MS and MO coded all responses. A third coder (LV) coded five items independent of the other coders, to reassure reliability. Interrater reliability was considered satisfactory (k = 0.85; range = 0.25–1.0) [51]. This study was approved by the Medical Ethical Committee of Utrecht University. All participants were blind to the study aims and the condition they were assigned to via alternating enrolment. Upon registration, selleck participants completed an online questionnaire at home assessing background characteristics. The experiment took place at the Netherlands Institute for Health Services Research (NIVEL) and lasted approximately 1 h. First, participants
were welcomed and informed about the study procedures. Informed consent was obtained.
After hands and wrists were cleaned with soap, electrodes were attached to measure SCL and participants were connected to the BIOPAC equipment. Participants were instructed to not move their hands, as this may affect measurement of SCL. Before and during video-viewing, SCL was obtained. When baseline measurement was completed (4 min), participants watched one www.selleckchem.com/products/MLN-2238.html of the two videos (approximately 10 min). After video-viewing, participants were disconnected from the BIOPAC equipment and received the recall questionnaire (approximately 20 min), followed by the manipulation check questionnaire (approximately 10 min). Finally, participants were debriefed and thanked for ALOX15 their contribution. The videos contained four important time points for data-analyses. At 150 s (T1) the clinician disclosed the bad
news; this section of the consultation ended at 176 s (T2). Clinicians’ affective communication differed between 320 s (T3) and the end of the consultation (T4) in both videos. All statistical analyses were preformed at a significance level of a = 0.05 (two-tailed), using STATA 11. T-tests and chi-squared tests were used to assess differences in background characteristics. The conditions were compared using chi-squared tests, to analyse the effectiveness of the manipulation. SCL of all 50 subjects was analysed. Individual data was freed from obvious artefacts (mostly due to movement) and corrected for participants’ own baseline SCL (150 s before start of the video), using Microsoft Excel.
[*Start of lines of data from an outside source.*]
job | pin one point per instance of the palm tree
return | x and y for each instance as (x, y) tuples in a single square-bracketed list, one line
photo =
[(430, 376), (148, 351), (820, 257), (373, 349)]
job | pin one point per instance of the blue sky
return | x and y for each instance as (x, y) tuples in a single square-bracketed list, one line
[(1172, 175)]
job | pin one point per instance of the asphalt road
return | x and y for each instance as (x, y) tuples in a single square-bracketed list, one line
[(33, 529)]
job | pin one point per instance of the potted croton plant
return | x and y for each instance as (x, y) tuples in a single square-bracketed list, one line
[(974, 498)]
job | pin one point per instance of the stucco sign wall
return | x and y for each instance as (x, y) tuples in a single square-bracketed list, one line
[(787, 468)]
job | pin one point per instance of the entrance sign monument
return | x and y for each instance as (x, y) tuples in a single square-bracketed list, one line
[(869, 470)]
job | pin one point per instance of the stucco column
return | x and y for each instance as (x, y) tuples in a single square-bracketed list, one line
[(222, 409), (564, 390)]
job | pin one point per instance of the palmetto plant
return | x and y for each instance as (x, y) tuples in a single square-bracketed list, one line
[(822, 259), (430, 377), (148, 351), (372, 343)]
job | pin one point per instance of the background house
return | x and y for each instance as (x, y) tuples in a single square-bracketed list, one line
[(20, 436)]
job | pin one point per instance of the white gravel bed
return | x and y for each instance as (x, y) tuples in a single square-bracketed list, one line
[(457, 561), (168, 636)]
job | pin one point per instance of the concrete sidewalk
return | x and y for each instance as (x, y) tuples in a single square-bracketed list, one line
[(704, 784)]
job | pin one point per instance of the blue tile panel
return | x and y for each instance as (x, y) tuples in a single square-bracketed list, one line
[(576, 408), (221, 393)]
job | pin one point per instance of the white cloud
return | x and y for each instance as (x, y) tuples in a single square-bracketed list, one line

The first part of the video (before T3) consisted of breaking the bad news and was identical in both conditions. Therefore, the effect of breaking bad news on participants’ physiological arousal was calculated for the total sample by testing the difference between mean SCL at T1 and T2, using a paired t-test. To explore the effect of clinician’s communication, all data were plotted to explore the direction of the slopes of SCL before and after T3, using Microsoft Excel.